Bror Magnus Tødenes, Dénise Beck, Johan Reuter, Stephen Milling , Hanne Fischer; Danish National Symphony Chorus & Orchestra/Michael Schønwandt
Dacapo 6.200007 (CD/SACD) 186:07 mins (3 discs)
Forget Widow Twanky and the feckless Wishee Washee. This is a Danish version of the story taken direct from the 1001 Nights in a premiere recording of the revised 1902 version of Horneman’s opera.
Aladdin often seems more about flying a flag for Danish music than the rescuing of a lost masterpiece. The libretto is dramatically flawed, telling when it should be showing, as Aladdin, besotted with the Sultan’s daughter Gulnare, eventually gets the girl and the throne with a little help from the genie of the lamp in thwarting the wicked sorcerer Noureddin.

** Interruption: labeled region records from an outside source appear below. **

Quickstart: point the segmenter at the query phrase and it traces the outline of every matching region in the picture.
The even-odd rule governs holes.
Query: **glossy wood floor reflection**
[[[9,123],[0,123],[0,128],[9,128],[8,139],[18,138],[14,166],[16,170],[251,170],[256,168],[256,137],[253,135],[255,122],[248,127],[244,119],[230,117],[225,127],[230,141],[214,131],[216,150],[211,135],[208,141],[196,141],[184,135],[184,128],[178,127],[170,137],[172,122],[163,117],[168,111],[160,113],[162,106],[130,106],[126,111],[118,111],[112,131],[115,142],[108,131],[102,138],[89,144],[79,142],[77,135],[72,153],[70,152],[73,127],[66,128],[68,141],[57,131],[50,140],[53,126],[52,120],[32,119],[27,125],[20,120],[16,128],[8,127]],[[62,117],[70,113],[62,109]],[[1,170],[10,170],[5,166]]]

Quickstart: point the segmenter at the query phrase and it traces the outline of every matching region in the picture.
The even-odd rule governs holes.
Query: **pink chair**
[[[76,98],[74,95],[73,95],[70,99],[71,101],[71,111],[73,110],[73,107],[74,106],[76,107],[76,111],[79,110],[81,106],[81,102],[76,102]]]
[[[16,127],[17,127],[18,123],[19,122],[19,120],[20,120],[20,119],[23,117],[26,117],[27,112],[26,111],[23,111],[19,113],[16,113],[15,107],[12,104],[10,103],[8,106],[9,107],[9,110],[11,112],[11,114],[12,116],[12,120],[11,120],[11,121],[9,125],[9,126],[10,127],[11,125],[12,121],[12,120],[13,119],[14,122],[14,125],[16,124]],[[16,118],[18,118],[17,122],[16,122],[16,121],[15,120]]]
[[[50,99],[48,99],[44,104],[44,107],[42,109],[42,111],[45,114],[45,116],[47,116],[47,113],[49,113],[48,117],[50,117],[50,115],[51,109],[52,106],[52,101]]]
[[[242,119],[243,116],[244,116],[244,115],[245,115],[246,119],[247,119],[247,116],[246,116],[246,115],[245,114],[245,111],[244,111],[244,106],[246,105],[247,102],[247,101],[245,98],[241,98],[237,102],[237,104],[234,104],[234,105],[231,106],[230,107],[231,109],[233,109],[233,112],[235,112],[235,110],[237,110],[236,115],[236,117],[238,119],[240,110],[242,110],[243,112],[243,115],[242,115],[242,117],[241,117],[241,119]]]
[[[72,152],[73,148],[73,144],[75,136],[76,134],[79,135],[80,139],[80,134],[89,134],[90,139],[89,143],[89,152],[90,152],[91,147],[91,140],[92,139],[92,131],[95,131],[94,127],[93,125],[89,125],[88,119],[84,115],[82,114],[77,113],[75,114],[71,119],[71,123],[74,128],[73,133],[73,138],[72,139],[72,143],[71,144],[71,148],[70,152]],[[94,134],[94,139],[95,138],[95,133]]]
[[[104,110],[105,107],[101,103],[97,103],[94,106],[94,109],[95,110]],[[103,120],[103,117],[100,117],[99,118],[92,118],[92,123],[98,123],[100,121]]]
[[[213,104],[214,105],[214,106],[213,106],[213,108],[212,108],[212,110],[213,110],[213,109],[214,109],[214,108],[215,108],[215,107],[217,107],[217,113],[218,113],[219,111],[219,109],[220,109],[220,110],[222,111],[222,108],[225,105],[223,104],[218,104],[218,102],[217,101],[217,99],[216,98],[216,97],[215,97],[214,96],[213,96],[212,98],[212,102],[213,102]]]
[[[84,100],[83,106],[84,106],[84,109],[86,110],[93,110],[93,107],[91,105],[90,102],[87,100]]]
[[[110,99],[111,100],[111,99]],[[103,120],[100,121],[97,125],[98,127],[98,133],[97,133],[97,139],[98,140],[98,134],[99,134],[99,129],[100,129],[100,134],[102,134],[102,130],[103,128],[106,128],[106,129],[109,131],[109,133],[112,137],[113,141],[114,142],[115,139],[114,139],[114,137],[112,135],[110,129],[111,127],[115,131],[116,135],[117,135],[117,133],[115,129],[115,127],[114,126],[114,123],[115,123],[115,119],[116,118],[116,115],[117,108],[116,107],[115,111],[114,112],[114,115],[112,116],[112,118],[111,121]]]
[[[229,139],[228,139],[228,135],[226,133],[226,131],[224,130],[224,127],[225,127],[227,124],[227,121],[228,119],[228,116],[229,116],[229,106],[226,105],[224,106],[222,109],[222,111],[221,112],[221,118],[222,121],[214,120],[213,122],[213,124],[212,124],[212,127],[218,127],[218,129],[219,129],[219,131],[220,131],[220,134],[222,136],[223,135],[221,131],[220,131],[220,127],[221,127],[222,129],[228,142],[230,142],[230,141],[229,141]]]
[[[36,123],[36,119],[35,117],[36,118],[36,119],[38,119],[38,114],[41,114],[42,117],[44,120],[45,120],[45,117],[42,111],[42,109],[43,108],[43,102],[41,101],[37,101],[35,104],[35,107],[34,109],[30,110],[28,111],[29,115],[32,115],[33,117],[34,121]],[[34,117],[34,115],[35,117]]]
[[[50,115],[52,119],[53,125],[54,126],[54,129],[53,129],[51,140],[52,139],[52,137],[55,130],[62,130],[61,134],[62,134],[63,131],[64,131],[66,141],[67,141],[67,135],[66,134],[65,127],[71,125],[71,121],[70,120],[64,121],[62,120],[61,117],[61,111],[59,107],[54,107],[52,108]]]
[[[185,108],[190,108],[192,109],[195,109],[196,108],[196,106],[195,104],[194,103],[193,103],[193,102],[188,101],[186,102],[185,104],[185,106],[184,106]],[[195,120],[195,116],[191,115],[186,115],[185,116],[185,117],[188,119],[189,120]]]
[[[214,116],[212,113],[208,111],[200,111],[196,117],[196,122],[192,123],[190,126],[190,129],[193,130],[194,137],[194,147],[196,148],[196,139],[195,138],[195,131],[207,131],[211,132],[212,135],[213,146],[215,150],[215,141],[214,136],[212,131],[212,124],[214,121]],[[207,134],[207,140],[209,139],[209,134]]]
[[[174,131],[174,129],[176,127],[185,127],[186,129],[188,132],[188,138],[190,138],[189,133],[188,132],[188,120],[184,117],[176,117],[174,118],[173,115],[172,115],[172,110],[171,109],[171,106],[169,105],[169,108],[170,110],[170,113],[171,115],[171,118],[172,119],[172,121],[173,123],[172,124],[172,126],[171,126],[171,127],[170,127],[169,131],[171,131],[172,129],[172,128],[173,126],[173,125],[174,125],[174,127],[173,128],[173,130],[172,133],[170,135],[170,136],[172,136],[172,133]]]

The principal characters refuse to come to life while the music is a compendium of 19th-century Romanticism from Mendelsssohn to Wagner. Horneman drops leitmotifs like calling cards through the four acts, but rarely develops them symphonically, although he is a skilled orchestrator. Oddly, there’s not a hint musically of the Orient in what is essentially an Eastern Story.
All credit, then, to Michael Schønwandt conducting the Danish National Symphony Orchestra and to his cast for playing and singing their socks off. As Aladdin, Bror Magnus Tødenes has the heft of a Siegfried. While his Princess, Dénise Beck, makes the most of her Act III aria, the best comes from Hanne Fischer as Aladdin’s mother Morgiane, who, alas, is gone by the end of Act II. The villainous Noureddin, Johan Reuter, is entirely implausible when he sees the errors of his ways. It’s not his fault but the libretto’s. A few ‘Look behind you’s’ might have helped.